3 Stroop 2

3.1 Intended Learning Outcomes

By the end of this chapter you should be able to:

  • Calculate counts and descriptive statistics (mean, median, sd) by groups using count(), group_by() and summarise()
  • Troubleshoot a couple of common errors

We'll work through this chapter as a group in the lab in week 3 so feel free to have a read through it in advance but you can do the actual work in the lab!

3.2 Walkthrough video

There is a walkthrough video of this chapter available via Echo360. We recommend first trying to work through each section of the book on your own and then watching the video if you get stuck, or if you would like more information. This will feel slower than just starting with the video, but you will learn more in the long-run. Please note that there may have been minor edits to the book since the video was recorded. Where there are differences, the book should always take precedence.

3.3 Activity 1: Set-up

Login to the server and then:

  • Open your Stroop Effect project;
  • Open the stroop_stub2.Rmd Markdown file that we'll use for this chapter;
  • Your environment should be clear but if there are objects in it, remove them by pressing the brush icon. Remember that to avoid issues, you always want to start R in a new session with a clean environment so make sure to quit at the end of each chapter and also check that you've got the settings right as described in ChapterĀ 1.7.
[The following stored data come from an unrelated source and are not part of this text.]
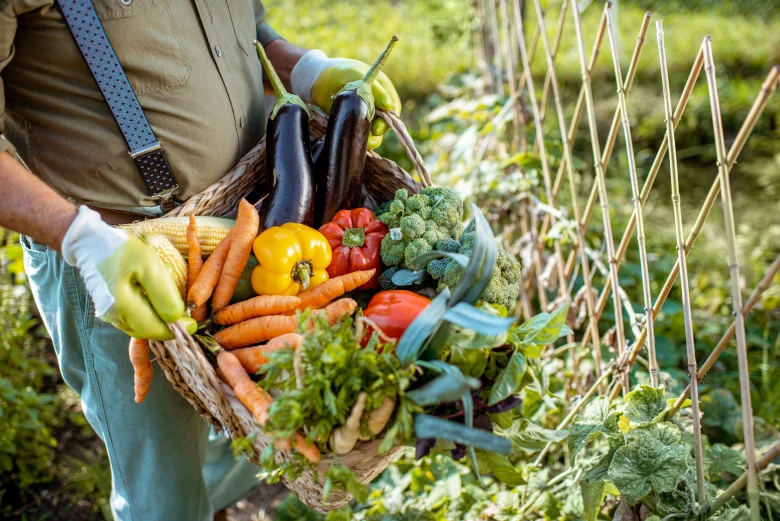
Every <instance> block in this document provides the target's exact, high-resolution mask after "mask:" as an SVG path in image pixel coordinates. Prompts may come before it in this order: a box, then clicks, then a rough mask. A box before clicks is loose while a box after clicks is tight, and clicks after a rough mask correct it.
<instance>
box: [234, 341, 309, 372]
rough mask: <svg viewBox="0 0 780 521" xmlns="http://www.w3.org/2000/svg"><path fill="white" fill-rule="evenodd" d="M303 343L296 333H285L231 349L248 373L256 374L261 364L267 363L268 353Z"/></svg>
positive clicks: (269, 353) (261, 364)
mask: <svg viewBox="0 0 780 521" xmlns="http://www.w3.org/2000/svg"><path fill="white" fill-rule="evenodd" d="M302 343H303V337H302V336H301V335H299V334H298V333H287V334H286V335H281V336H278V337H276V338H273V339H271V340H270V341H269V342H268V343H267V344H264V345H260V346H250V347H242V348H241V349H235V350H233V351H231V352H232V353H233V354H234V355H236V358H238V360H239V362H241V365H242V366H244V369H246V372H247V373H249V374H257V372H258V371H260V368H261V367H263V365H265V364H267V363H268V355H269V354H271V353H273V352H274V351H278V350H279V349H288V348H289V349H295V348H296V347H298V346H299V345H301V344H302Z"/></svg>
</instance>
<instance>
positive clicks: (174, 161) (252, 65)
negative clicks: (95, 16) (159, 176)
mask: <svg viewBox="0 0 780 521" xmlns="http://www.w3.org/2000/svg"><path fill="white" fill-rule="evenodd" d="M92 3H93V5H94V6H95V11H96V12H97V15H98V17H99V18H100V20H101V22H102V23H103V26H104V28H105V31H106V34H107V35H108V38H109V40H110V41H111V44H112V45H113V47H114V50H115V52H116V55H117V57H118V58H119V62H120V63H121V64H122V66H123V67H124V69H125V72H126V73H127V77H128V79H129V80H130V84H131V85H132V86H133V89H134V90H135V93H136V95H137V96H138V99H139V101H140V103H141V106H142V107H143V109H144V111H145V113H146V116H147V118H148V120H149V123H150V124H151V126H152V129H153V130H154V132H155V134H156V136H157V139H158V140H159V141H160V143H161V144H162V146H163V149H164V150H165V153H166V155H167V157H168V161H169V162H170V164H171V168H172V169H173V173H174V176H175V177H176V181H177V182H178V184H179V188H178V189H177V190H176V191H175V192H174V195H175V196H176V197H177V198H178V199H181V200H183V199H186V198H188V197H190V196H192V195H194V194H196V193H198V192H200V191H202V190H203V189H204V188H206V187H207V186H209V185H210V184H212V183H214V182H215V181H217V180H219V178H220V177H222V176H223V175H224V174H225V173H227V172H228V171H229V170H230V169H231V168H232V167H233V166H234V165H235V164H236V162H237V161H238V159H239V158H240V157H241V156H242V155H243V154H245V153H246V152H247V151H248V150H249V149H250V148H252V147H253V146H254V145H255V144H256V143H257V141H258V140H259V139H260V137H261V136H262V135H263V132H264V131H265V101H264V96H263V85H262V68H261V66H260V62H259V60H258V58H257V54H256V52H255V49H254V46H253V44H252V41H253V40H254V39H255V38H257V39H258V40H260V42H261V43H263V44H264V45H265V44H268V43H269V42H271V41H273V40H274V39H277V38H279V35H278V34H276V32H275V31H274V30H273V29H272V28H271V27H270V26H269V25H268V24H267V23H266V22H265V10H264V8H263V5H262V3H261V2H260V0H92ZM2 151H9V152H11V153H13V152H14V151H16V152H17V153H18V154H19V156H20V157H21V159H22V160H23V161H24V162H25V163H26V164H27V166H28V167H29V168H30V170H32V171H33V172H34V173H35V174H36V175H38V176H39V177H41V178H42V179H43V180H44V181H46V182H47V183H48V184H49V185H51V186H52V187H53V188H54V189H55V190H57V191H58V192H60V193H61V194H63V195H64V196H67V197H70V198H71V199H73V200H75V201H78V202H89V203H94V204H96V205H98V206H107V207H139V206H144V207H153V206H156V205H157V204H158V202H157V201H156V200H154V199H152V198H150V197H149V196H148V194H147V192H146V189H145V187H144V184H143V181H142V180H141V176H140V175H139V173H138V170H137V169H136V167H135V163H134V162H133V160H132V159H131V158H130V155H129V153H128V149H127V144H126V142H125V141H124V138H123V137H122V134H121V132H120V131H119V127H118V126H117V124H116V121H115V120H114V118H113V116H112V115H111V112H110V111H109V109H108V105H107V104H106V102H105V100H104V98H103V96H102V95H101V93H100V90H99V89H98V87H97V84H96V83H95V80H94V79H93V77H92V75H91V73H90V72H89V69H88V68H87V65H86V62H85V61H84V58H83V57H82V55H81V53H80V52H79V49H78V47H77V46H76V42H75V40H74V39H73V36H72V35H71V33H70V31H69V29H68V27H67V25H66V23H65V21H64V19H63V18H62V14H61V11H60V9H59V7H58V6H57V5H56V3H55V0H0V152H2Z"/></svg>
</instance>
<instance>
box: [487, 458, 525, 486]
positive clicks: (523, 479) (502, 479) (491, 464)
mask: <svg viewBox="0 0 780 521" xmlns="http://www.w3.org/2000/svg"><path fill="white" fill-rule="evenodd" d="M485 459H486V461H487V466H488V468H489V469H490V472H492V473H493V476H494V477H495V478H496V479H497V480H499V481H503V482H504V483H506V484H507V485H509V486H510V487H519V486H520V485H525V484H526V483H527V481H526V480H525V479H523V475H522V474H520V473H519V472H518V471H517V469H516V468H515V466H514V465H512V462H511V461H509V458H507V457H506V456H502V455H500V454H494V453H492V452H488V453H487V455H486V456H485Z"/></svg>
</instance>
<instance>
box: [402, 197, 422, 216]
mask: <svg viewBox="0 0 780 521" xmlns="http://www.w3.org/2000/svg"><path fill="white" fill-rule="evenodd" d="M404 206H406V211H407V212H414V213H419V212H420V210H421V209H423V208H425V207H426V206H428V198H427V197H425V196H424V195H422V194H414V195H413V196H411V197H409V198H408V199H406V201H404Z"/></svg>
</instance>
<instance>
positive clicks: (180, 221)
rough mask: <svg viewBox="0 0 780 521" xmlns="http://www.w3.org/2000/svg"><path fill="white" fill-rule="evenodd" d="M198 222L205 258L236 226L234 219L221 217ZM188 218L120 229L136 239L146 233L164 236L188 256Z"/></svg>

Refresh your memory, thinking back to what you know about the Stroop Effect, complete the hypothesis using the word "higher" or "lower".
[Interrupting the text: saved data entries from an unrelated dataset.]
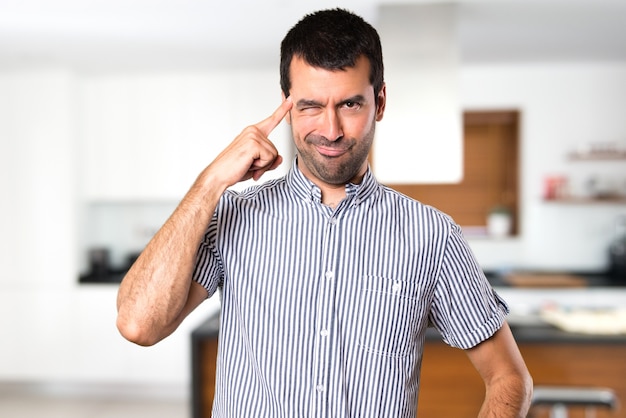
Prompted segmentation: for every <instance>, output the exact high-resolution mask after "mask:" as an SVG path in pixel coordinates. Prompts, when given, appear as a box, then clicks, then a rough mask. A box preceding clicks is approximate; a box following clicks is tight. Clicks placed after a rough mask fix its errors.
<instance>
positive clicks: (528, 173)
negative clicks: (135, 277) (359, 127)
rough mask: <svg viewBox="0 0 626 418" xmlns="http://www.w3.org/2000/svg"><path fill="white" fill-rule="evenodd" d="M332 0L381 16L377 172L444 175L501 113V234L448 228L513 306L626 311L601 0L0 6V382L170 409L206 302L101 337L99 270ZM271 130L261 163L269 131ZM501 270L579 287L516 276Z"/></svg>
mask: <svg viewBox="0 0 626 418" xmlns="http://www.w3.org/2000/svg"><path fill="white" fill-rule="evenodd" d="M335 6H339V7H345V8H348V9H351V10H354V11H356V12H357V13H359V14H361V15H362V16H364V17H365V18H366V19H367V20H369V21H370V22H372V23H373V24H374V25H375V26H377V27H379V28H380V32H381V37H382V40H383V44H384V51H385V56H386V64H387V70H388V76H387V83H388V87H387V91H388V105H387V114H386V116H385V119H384V120H383V121H382V122H381V123H380V124H379V127H380V129H379V131H378V132H377V139H376V145H375V148H374V151H373V154H372V162H373V167H374V171H375V172H376V174H377V175H378V176H379V178H380V179H381V180H382V181H384V182H388V183H393V184H435V185H438V184H446V183H451V182H452V183H453V182H456V181H459V180H461V178H462V176H463V169H464V167H463V149H464V147H463V134H462V132H463V117H462V115H463V112H467V111H479V112H480V111H514V112H516V114H517V115H518V117H519V121H518V125H517V127H518V136H517V140H516V141H517V146H516V155H515V157H514V158H515V164H516V166H517V170H516V173H517V174H516V175H517V180H516V183H515V186H516V187H515V193H516V198H515V199H514V202H515V207H514V208H512V209H513V212H514V216H515V219H514V220H513V222H514V227H510V228H506V227H505V230H504V232H500V233H495V234H494V233H490V231H489V230H488V228H487V224H488V216H489V212H488V211H487V210H485V214H484V222H483V221H481V222H478V223H477V224H472V225H463V226H464V227H465V228H466V231H467V237H468V240H469V242H470V245H471V247H472V248H473V250H474V251H475V253H476V255H477V257H478V260H479V261H480V263H481V264H482V266H483V268H484V269H485V271H486V272H487V273H488V274H489V276H490V278H492V279H493V280H494V285H496V286H498V289H499V291H501V293H502V294H503V296H505V297H506V298H507V299H508V300H509V301H510V302H511V307H512V310H513V313H514V314H515V315H516V317H518V318H519V317H520V316H521V317H523V316H524V315H526V314H529V315H530V314H536V313H537V312H538V310H540V309H541V307H542V306H544V305H545V304H547V303H550V304H565V303H567V304H569V306H583V305H585V306H587V305H593V306H594V307H602V308H607V307H609V308H624V307H626V288H624V287H623V285H626V280H623V278H622V277H623V276H620V275H619V273H615V272H616V271H617V270H616V269H617V267H616V264H617V263H620V262H621V263H623V253H622V258H621V259H618V257H617V256H615V255H614V256H613V258H612V257H611V255H610V254H611V245H613V248H616V247H615V246H616V245H617V244H616V242H617V241H619V239H620V238H619V237H620V234H624V233H625V232H624V226H623V225H622V224H623V222H624V221H623V219H624V217H626V117H624V115H626V27H625V26H624V22H626V3H624V2H623V1H621V0H614V1H612V0H569V1H565V0H562V1H561V0H543V1H532V0H525V1H521V0H520V1H518V0H491V1H481V0H476V1H472V0H465V1H455V2H427V1H420V0H414V1H404V2H392V1H387V0H358V1H357V0H352V1H337V2H330V1H316V2H301V1H292V0H276V1H269V2H267V1H266V2H253V1H251V0H247V1H243V0H240V1H230V2H225V3H215V2H209V1H201V0H188V1H171V0H169V1H168V0H152V1H147V0H137V1H132V2H128V1H121V0H108V1H106V2H104V1H77V0H54V1H46V2H44V1H36V0H22V1H19V2H17V1H9V0H0V166H1V167H2V177H1V179H0V193H1V195H2V206H1V209H0V231H1V232H0V265H1V266H2V270H1V272H0V330H1V335H2V336H1V337H0V341H1V343H0V386H1V385H2V384H3V383H4V384H5V386H6V385H8V386H11V385H26V386H28V385H39V387H44V388H47V390H48V389H49V390H51V391H53V392H54V391H55V390H56V391H59V390H67V391H75V392H80V393H82V392H88V393H94V392H99V391H100V392H106V393H109V394H113V395H116V394H120V393H125V394H127V395H128V394H135V395H137V396H138V397H141V396H144V395H145V394H146V393H149V394H152V395H155V394H156V395H157V396H159V397H161V398H163V397H165V398H173V399H175V400H178V401H181V402H187V400H188V399H189V397H190V393H191V389H190V385H191V383H190V379H191V353H190V333H191V331H192V330H193V329H194V328H195V327H196V326H198V325H199V324H200V323H202V321H204V320H205V319H206V318H207V317H209V316H211V315H212V314H213V313H215V312H216V311H217V310H218V308H219V301H218V300H211V301H208V302H206V303H205V304H204V305H203V306H201V307H200V308H199V309H198V310H197V311H196V312H194V313H193V314H192V315H191V317H190V318H189V319H188V320H187V322H185V323H184V324H183V326H182V327H181V329H179V330H178V331H177V332H176V333H175V334H174V335H173V336H172V337H170V338H168V339H167V340H165V341H163V342H162V343H160V344H159V345H157V346H155V347H151V348H140V347H136V346H134V345H132V344H130V343H128V342H126V341H124V340H123V339H122V338H121V337H120V336H119V335H118V333H117V331H116V329H115V314H116V309H115V297H116V291H117V283H118V282H119V280H120V279H121V277H122V276H123V274H124V271H125V270H126V268H127V267H128V265H129V264H130V263H132V261H133V260H134V258H135V257H136V255H137V254H138V252H140V251H141V249H142V248H143V246H144V245H145V244H146V243H147V241H148V240H149V239H150V237H151V236H152V235H153V234H154V233H155V231H156V230H157V229H158V228H159V226H160V225H161V224H162V223H163V222H164V221H165V219H166V218H167V216H168V215H169V214H170V213H171V212H172V210H173V209H174V208H175V206H176V204H177V202H178V201H179V199H180V198H181V197H182V196H183V195H184V193H185V192H186V190H187V189H188V187H189V186H190V185H191V183H192V182H193V180H194V179H195V176H196V175H197V174H198V173H199V172H200V171H201V170H202V169H203V168H204V167H205V166H206V165H207V164H208V163H209V162H210V161H211V160H212V159H213V158H214V157H215V156H216V155H217V153H218V152H219V151H220V150H221V149H222V148H223V147H225V146H226V144H228V143H229V142H230V141H231V139H232V138H234V136H235V135H236V134H237V133H238V132H240V131H241V129H242V128H243V127H245V126H247V125H249V124H252V123H255V122H257V121H259V120H261V119H263V118H265V117H266V116H267V115H269V114H270V113H271V112H272V111H273V110H274V109H275V107H276V106H277V105H278V103H279V101H280V90H279V85H278V59H279V55H278V54H279V44H280V41H281V39H282V37H283V36H284V34H285V32H286V31H287V30H288V29H289V28H290V27H291V26H292V25H293V24H295V22H296V21H297V20H298V19H299V18H300V17H301V16H303V15H304V14H305V13H307V12H309V11H312V10H316V9H320V8H326V7H335ZM424 16H426V17H428V18H427V19H425V18H424ZM420 19H421V20H420ZM418 23H419V24H418ZM420 83H421V84H420ZM425 86H426V87H425ZM429 112H431V113H429ZM424 115H426V116H424ZM428 121H434V122H435V123H433V125H434V126H428V125H429V123H428ZM272 139H273V140H274V141H275V142H276V144H277V146H278V148H279V149H280V150H281V153H282V154H283V155H284V156H286V157H287V158H286V161H287V163H286V164H283V166H282V167H280V168H279V169H278V170H276V172H275V173H272V176H279V175H282V174H284V172H285V171H286V169H287V166H288V165H289V163H290V161H291V158H292V156H293V150H292V147H291V144H290V137H289V132H288V128H287V126H286V125H284V124H283V125H281V126H279V127H278V129H277V130H276V131H275V132H274V133H273V136H272ZM427 203H429V202H427ZM434 204H435V203H434ZM620 260H622V261H620ZM622 266H623V265H622ZM618 267H619V266H618ZM511 272H522V273H523V274H525V275H532V276H533V278H534V280H537V279H538V278H539V280H541V277H543V276H542V275H545V277H547V279H546V280H549V279H551V278H552V279H553V278H554V277H555V276H559V277H560V276H563V275H567V276H568V277H572V276H573V277H575V278H583V280H584V281H585V285H584V286H582V287H576V288H575V289H572V288H563V289H561V288H559V287H558V286H557V287H554V286H549V285H548V284H547V282H545V283H541V282H538V283H535V282H534V283H535V284H536V286H531V287H528V286H524V288H516V287H515V286H512V285H511V282H507V281H506V280H504V281H503V278H506V277H508V276H507V275H508V274H509V273H511ZM621 272H622V273H621V274H622V275H623V270H621ZM568 283H571V282H568ZM8 386H7V387H8ZM3 387H4V386H3ZM55 388H56V389H55ZM59 388H65V389H59ZM129 396H130V395H129Z"/></svg>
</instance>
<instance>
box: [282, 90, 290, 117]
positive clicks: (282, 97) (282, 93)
mask: <svg viewBox="0 0 626 418" xmlns="http://www.w3.org/2000/svg"><path fill="white" fill-rule="evenodd" d="M280 97H281V98H282V100H283V101H285V100H287V97H286V96H285V93H284V92H283V91H281V92H280ZM285 121H286V122H287V124H288V125H291V110H290V111H289V112H287V114H286V115H285Z"/></svg>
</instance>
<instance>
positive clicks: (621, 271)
mask: <svg viewBox="0 0 626 418" xmlns="http://www.w3.org/2000/svg"><path fill="white" fill-rule="evenodd" d="M609 263H610V266H609V272H610V275H611V279H612V280H613V282H614V283H616V284H626V215H624V216H621V217H619V218H618V220H617V222H616V224H615V236H614V238H613V240H612V242H611V245H610V246H609Z"/></svg>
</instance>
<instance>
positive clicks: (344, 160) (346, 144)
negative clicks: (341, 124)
mask: <svg viewBox="0 0 626 418" xmlns="http://www.w3.org/2000/svg"><path fill="white" fill-rule="evenodd" d="M375 130H376V123H375V122H374V123H372V128H371V129H370V131H369V132H368V133H367V134H366V135H365V136H364V137H363V138H362V139H361V140H360V141H357V140H355V139H354V138H341V139H339V140H336V141H334V142H331V141H328V140H326V139H325V138H321V137H318V136H313V135H307V136H306V137H305V138H304V142H305V144H307V145H310V147H298V145H297V144H296V148H297V151H298V163H303V164H304V165H306V167H307V169H308V170H309V171H310V172H311V173H312V174H313V175H314V176H315V177H317V178H318V179H319V180H321V181H323V182H324V183H327V184H332V185H343V184H348V183H350V182H352V181H353V180H354V179H355V177H357V176H358V175H359V174H360V171H361V168H362V167H363V164H364V162H365V161H366V160H367V156H368V154H369V152H370V149H371V147H372V143H373V141H374V132H375ZM292 135H293V132H292ZM294 143H295V141H294ZM312 145H324V146H328V147H333V146H334V147H339V148H340V147H348V148H350V149H349V151H348V153H346V154H344V155H342V156H341V157H325V156H323V155H320V154H319V153H318V152H317V151H315V149H313V147H312ZM346 157H347V158H346Z"/></svg>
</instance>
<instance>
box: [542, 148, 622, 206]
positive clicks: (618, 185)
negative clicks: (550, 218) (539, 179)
mask: <svg viewBox="0 0 626 418" xmlns="http://www.w3.org/2000/svg"><path fill="white" fill-rule="evenodd" d="M567 161H568V162H570V163H572V164H575V165H576V168H577V170H576V171H574V170H570V173H569V176H570V177H572V179H570V178H568V176H564V175H559V176H550V177H547V178H546V179H545V180H544V182H545V185H544V201H545V202H546V203H561V204H585V205H586V204H626V177H625V172H624V161H626V151H619V150H617V149H609V150H599V151H588V152H571V153H569V154H568V155H567ZM576 182H578V183H580V184H579V187H578V189H579V190H574V191H572V190H571V189H572V186H573V184H572V183H576Z"/></svg>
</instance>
  • H1: Reaction times in the congruent condition will be significantly than reaction times in the incongruent condition.
  • H0: There will be no significant difference between reaction times in the congruent and incongruent condition.

H1 is a hypothesis.

In the context of the Stroop effect, it is generally expected that reaction times will be faster (i.e., lower) in the congruent condition than in the incongruent condition. This is because, in the congruent condition, the color and the word match (e.g., the word "RED" displayed in red color), which doesn't require additional cognitive processing to resolve any conflict. In contrast, in the incongruent condition, the color and the word are different (e.g., the word "RED" displayed in blue color), which creates cognitive conflict that takes additional time to resolve.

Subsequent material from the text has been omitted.